Chemical reactions involve the transformation of substances through the breaking and forming of bonds, resulting in new products. Every chemical reaction requires reactants, and these reactants undergo changes as they convert into products following a balanced chemical equation. The balanced equation tells you the proportion of reactants required and the amount of products formed. For example, in the reaction: \(\mathrm{CH}_4(\mathrm{g})+\mathrm{H}_2 \mathrm{O}(\mathrm{g}) \rightarrow \mathrm{CO}(\mathrm{g})+3 \mathrm{H}_2(\mathrm{g})\), one mole of \(\mathrm{CH}_4\) reacts with one mole of \(\mathrm{H}_2 \mathrm{O}\) to produce one mole of \(\mathrm{CO}\) and three moles of \(\mathrm{H}_2\). This information forms the basis for calculating the limiting reactant and determining how much product can be formed from given amounts of reactants.

Stoichiometry is the branch of chemistry that deals with the quantitative relationships between reactants and products in a chemical reaction. It involves using the balanced chemical equation to calculate the relative quantities of substances involved. An important concept of stoichiometry is identifying the limiting reactant—the substance that runs out first and thus limits the extent of the reaction.
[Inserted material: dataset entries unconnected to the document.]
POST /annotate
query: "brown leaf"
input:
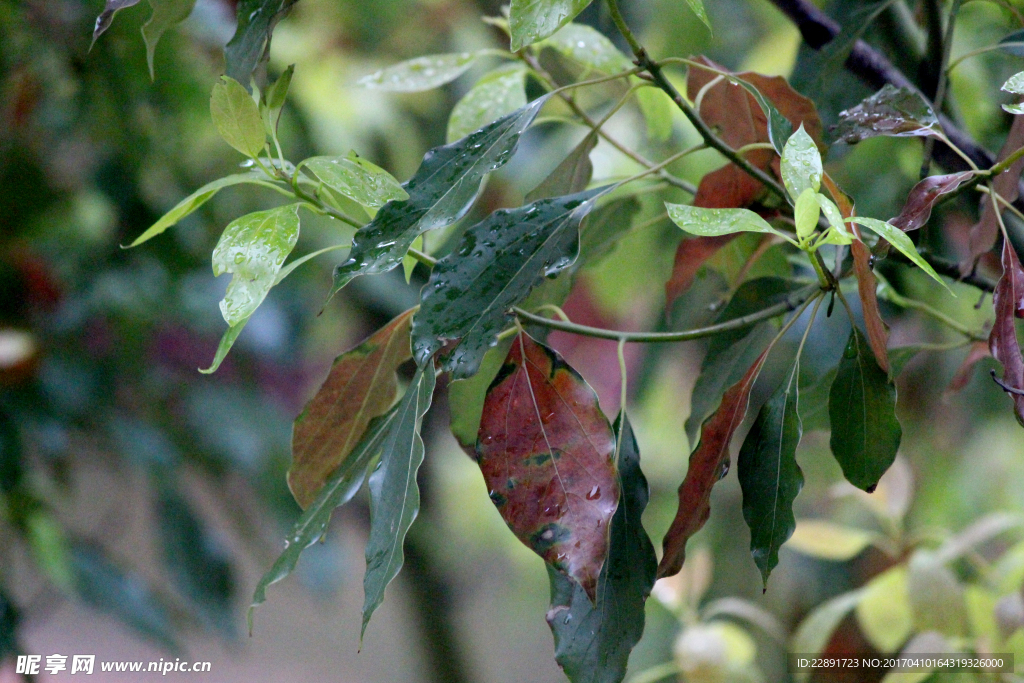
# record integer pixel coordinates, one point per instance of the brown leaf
(740, 121)
(546, 453)
(986, 230)
(919, 205)
(360, 386)
(978, 351)
(690, 255)
(709, 463)
(1009, 302)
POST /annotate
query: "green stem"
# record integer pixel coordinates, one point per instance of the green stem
(792, 302)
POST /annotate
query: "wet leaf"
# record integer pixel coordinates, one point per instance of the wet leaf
(925, 195)
(166, 13)
(253, 248)
(357, 179)
(546, 453)
(588, 46)
(898, 239)
(340, 488)
(801, 166)
(498, 262)
(1008, 300)
(107, 16)
(196, 200)
(439, 193)
(985, 232)
(884, 610)
(891, 111)
(532, 20)
(360, 386)
(829, 542)
(250, 46)
(237, 117)
(423, 73)
(199, 564)
(709, 463)
(593, 640)
(394, 495)
(770, 477)
(716, 222)
(571, 175)
(498, 93)
(125, 595)
(690, 255)
(865, 433)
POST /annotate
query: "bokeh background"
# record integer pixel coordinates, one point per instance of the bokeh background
(140, 501)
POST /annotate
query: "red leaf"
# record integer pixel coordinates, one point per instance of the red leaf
(978, 351)
(546, 452)
(1009, 302)
(690, 255)
(709, 463)
(986, 230)
(740, 120)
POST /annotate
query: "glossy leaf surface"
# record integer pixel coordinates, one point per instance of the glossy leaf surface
(439, 193)
(498, 93)
(340, 487)
(865, 433)
(253, 248)
(360, 386)
(546, 453)
(770, 477)
(894, 112)
(709, 463)
(394, 495)
(496, 265)
(531, 20)
(1008, 299)
(357, 179)
(237, 117)
(593, 640)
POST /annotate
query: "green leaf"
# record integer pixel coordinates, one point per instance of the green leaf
(198, 563)
(884, 610)
(1015, 84)
(698, 9)
(589, 47)
(770, 477)
(196, 200)
(715, 222)
(593, 640)
(571, 175)
(865, 433)
(339, 489)
(357, 179)
(226, 342)
(656, 110)
(394, 496)
(107, 16)
(250, 46)
(237, 117)
(439, 193)
(498, 93)
(424, 73)
(898, 239)
(801, 164)
(125, 595)
(166, 13)
(253, 248)
(495, 266)
(531, 20)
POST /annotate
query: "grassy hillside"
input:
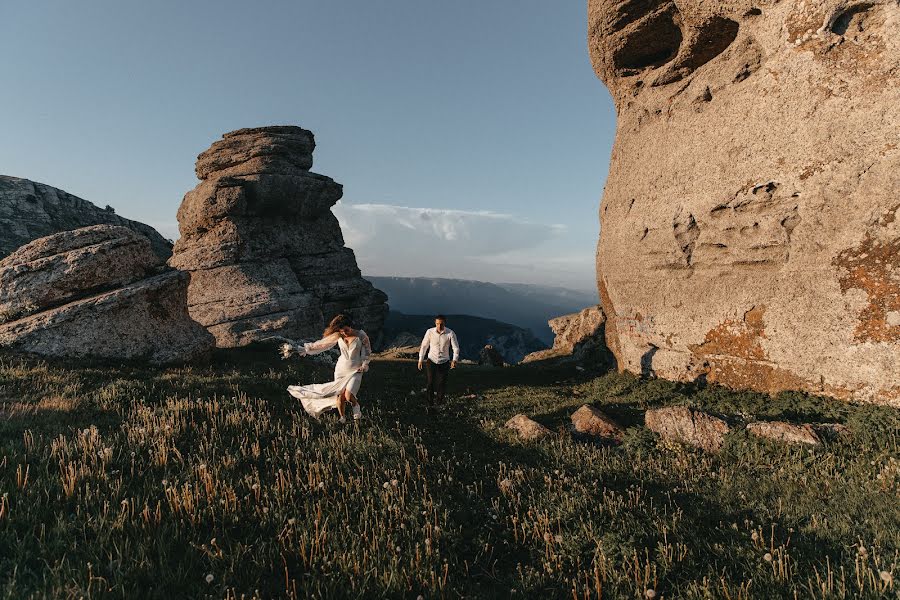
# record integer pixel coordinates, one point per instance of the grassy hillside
(211, 482)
In our example reaction, we determined that methane (\(\mathrm{CH}_4\)) is the limiting reactant because its amount is less than the required ratio compared to water.Stoichiometry also allows us to calculate the theoretical yield of products. For instance, for every mole of methane, three moles of hydrogen are produced. Therefore, if you have 62.03 moles of methane, it should produce:\[\text{Moles of } \mathrm{H}_2 = 62.03 \, \text{moles} \times 3 = 186.09 \, \text{moles}\] To find the mass of this produced hydrogen, you multiply by the molar mass of hydrogen (2.02 g/mol):\[\text{Mass of } \mathrm{H}_2 = 186.09 \, \text{moles} \times 2.02 \, \text{g/mol} = 375.91 \, \text{g}\] Stoichiometry, therefore, allows chemists to predict how much product will result from the reactants used and vice versa.